Associação de Estudantes da Faculdade de Medicina de Lisboa
Escolhido Edição 1

Estar vivo caracteriza-se por reviravoltas inesperadas e situações de risco que podem emergir a qualquer instante e em qualquer lugar. Politraumatismos, hemorragias, queimaduras, convulsões e afogamentos são apenas alguns exemplos de condições cujo prognóstico depende de uma resposta corajosa, rápida e adequada no momento da ocorrência. Ao conjunto das ações que constitui essa resposta imediata que ambiciona salvar uma vida e/ou reduzir os efeitos da lesão ou doença antes da chegada de ajuda médica dá-se o nome de Primeiros Socorros.

A frágil imprevisibilidade da vida e a crescente literacia da sociedade ocidental parecem premissas de uma dedução óbvia: a maioria dos indivíduos estão formados em primeiros socorros, estando preparados para agir adequadamente perante uma emergência médica. Contudo, na prática, isso não acontece – e se tal é lamentável na sociedade em geral, mais o é em estudantes de medicina.

Julgo não precisar de estudos que atestem a veracidade do que escrevo. Por um lado, por muito que os quisesse mostrar, não conseguiria. A pesquisa que fiz levou-me a crer que estes são escassos e inexpressivos. Por outro lado, escrevo para colegas que, decerto, se reveem nesta situação.
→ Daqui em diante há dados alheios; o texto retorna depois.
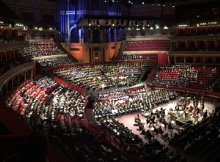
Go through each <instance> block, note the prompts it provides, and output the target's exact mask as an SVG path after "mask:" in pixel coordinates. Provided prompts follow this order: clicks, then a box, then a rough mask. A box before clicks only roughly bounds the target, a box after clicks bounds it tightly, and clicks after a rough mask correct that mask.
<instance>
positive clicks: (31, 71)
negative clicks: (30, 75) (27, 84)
mask: <svg viewBox="0 0 220 162" xmlns="http://www.w3.org/2000/svg"><path fill="white" fill-rule="evenodd" d="M31 80H33V70H31Z"/></svg>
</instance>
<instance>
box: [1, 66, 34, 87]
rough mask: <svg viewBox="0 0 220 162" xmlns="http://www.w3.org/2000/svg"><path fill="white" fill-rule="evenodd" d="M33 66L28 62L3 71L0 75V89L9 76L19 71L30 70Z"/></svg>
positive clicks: (11, 76) (27, 70) (10, 76)
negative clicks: (10, 68) (17, 66)
mask: <svg viewBox="0 0 220 162" xmlns="http://www.w3.org/2000/svg"><path fill="white" fill-rule="evenodd" d="M33 67H34V64H33V62H28V63H25V64H22V65H20V66H18V67H15V68H12V69H11V70H9V71H8V72H6V73H4V74H3V75H2V76H0V89H2V87H3V86H4V84H5V83H7V82H8V81H9V80H10V79H11V78H13V77H14V76H16V75H18V74H19V73H21V72H24V71H28V70H31V69H33Z"/></svg>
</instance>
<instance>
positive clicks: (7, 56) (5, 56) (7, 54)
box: [5, 51, 8, 61]
mask: <svg viewBox="0 0 220 162" xmlns="http://www.w3.org/2000/svg"><path fill="white" fill-rule="evenodd" d="M5 59H6V61H8V54H7V51H6V52H5Z"/></svg>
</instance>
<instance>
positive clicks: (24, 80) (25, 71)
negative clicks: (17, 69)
mask: <svg viewBox="0 0 220 162" xmlns="http://www.w3.org/2000/svg"><path fill="white" fill-rule="evenodd" d="M26 80H27V72H26V71H25V72H24V81H25V82H26Z"/></svg>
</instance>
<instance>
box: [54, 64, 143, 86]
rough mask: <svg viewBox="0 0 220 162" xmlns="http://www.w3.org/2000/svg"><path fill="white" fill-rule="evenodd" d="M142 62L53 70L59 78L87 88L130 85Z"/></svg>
mask: <svg viewBox="0 0 220 162" xmlns="http://www.w3.org/2000/svg"><path fill="white" fill-rule="evenodd" d="M143 70H144V67H143V63H136V62H131V63H129V62H125V63H120V64H119V63H118V64H116V65H111V64H109V65H105V66H103V65H98V66H97V65H96V66H92V68H91V66H83V67H72V68H68V69H65V68H63V69H59V70H56V71H54V74H56V75H57V76H58V77H60V78H61V79H64V80H66V81H69V82H70V83H72V84H74V85H77V86H79V87H83V88H86V89H89V90H99V89H103V88H109V87H113V86H130V85H133V84H135V83H136V81H137V78H138V77H139V75H141V74H142V73H143Z"/></svg>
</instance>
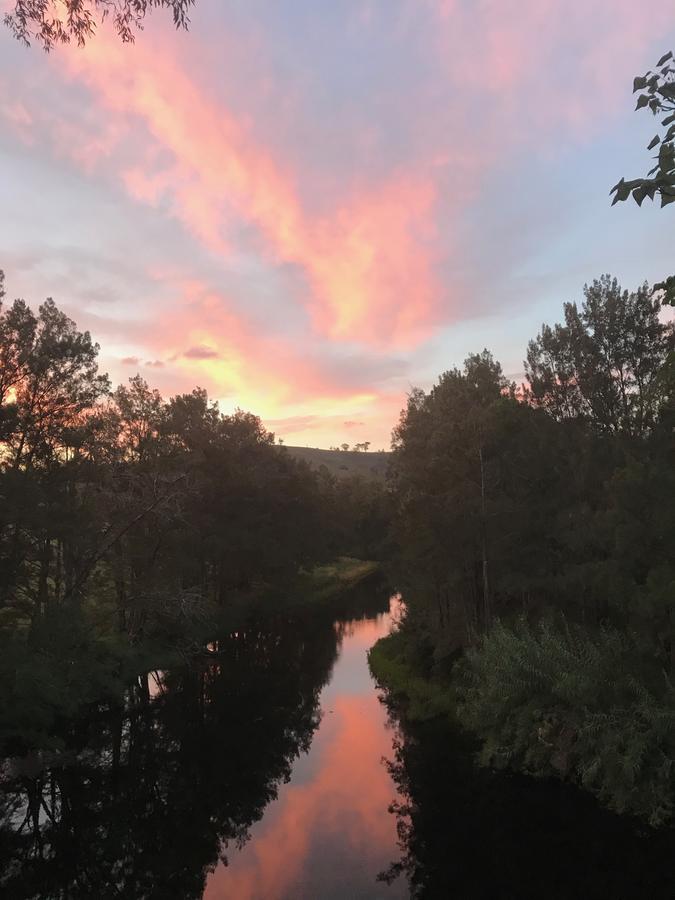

É natural que já tenham sentido, enquanto estudantes de medicina, o peso da responsabilidade de prestar primeiros socorros em determinadas circunstâncias; sentimento esse que, salvo exceções asseguradas pelo meritório autodidatismo, veio acompanhado do reconhecimento da nossa incapacidade de agir ou de o fazer com confiança.

De facto, o currículo das Escolas Médicas em Portugal é manifestamente insuficiente nesta temática, incluindo apenas SBV, o que nos deixa aptos a realizar manobras de reanimação cardiorrespiratória através da técnica de compressão cardíaca externa. Portanto, segundo o que nos ensinam na faculdade, ou a vítima está em paragem cardiorrespiratória e se realizam manobras de reanimação, ou está a respirar e é colocada em posição lateral de segurança. A limitação destes conhecimentos é evidente face à panóplia de situações com que podemos ser confrontados. Urge a resposta à pergunta: O que se pode fazer?

Em primeiro lugar, defender a inclusão de uma disciplina de Socorrismo no currículo médico português, que dê primazia ao treino prático em circunstâncias de simulação e não ignore a necessidade de revisão e reavaliação dessas competências periodicamente. São cada vez mais numerosas as chances que temos para discutir o nosso ensino –  dêmos-lhes uso! Muitas são as escolas médicas que, um pouco por todo o mundo, já têm unidades curriculares, não raramente em diferentes anos do curso, que preparam os seus alunos para urgências e emergências extra-hospitalares.

Enquanto a nossa advocacia não chega a lado nenhum, podemos (devemos) ser pró-ativos e aproveitar as oportunidades ao nosso dispor. Não digo que nos inscrevamos num curso de socorrismo, visto que, com frequência, o seu valor não é facilmente suportável pelo bolso de um estudante universitário, e que existem formas mais acessíveis de adquirir esses conhecimentos. Podemos, a título de exemplo, realizar um estágio de observação gratuito no Instituto Nacional de Emergência Médica. Efetivar um pedido de estágio não custa mais do que cinco minutos a preencher uma candidatura online.

Similarmente, conseguimos preencher algumas lacunas nesta área em atividades formativas ora organizadas pela Associação de Estudantes, ora presentes no registo de workshops em congressos organizados por estudantes de medicina.

Por último, incube-nos o dever de atualizar os nossos conhecimentos sobre esta matéria, ainda para mais quando temos tanta facilidade em aceder à informação. A este propósito, encontrei recentemente um documento elaborado pela DGS, intitulado “Manual de Primeiros Socorros – Situações de Urgência nas Escolas, Jardins de Infância e Campos de Férias” e que, apesar de mais direcionado para o contexto pediátrico, descreve procedimentos que podem ser utilizados de forma mais abrangente, em qualquer faixa etária. Se estiverem interessados em fazer uma sistematização de noções de socorrismo, atrevo-me a dizer que esta seria uma boa opção de leitura.

Em jeito de nota final, gostaria de realçar que a aptidão em primeiros socorros tem de ter como principal aliada a sensatez. Devemos ajudar, mas correndo o mínimo risco de prejudicar a vítima. Para isso, convém reconhecer as nossas limitações e ter certeza no que estamos a fazer.

Sou estudante de medicina. Quero poder ajudar.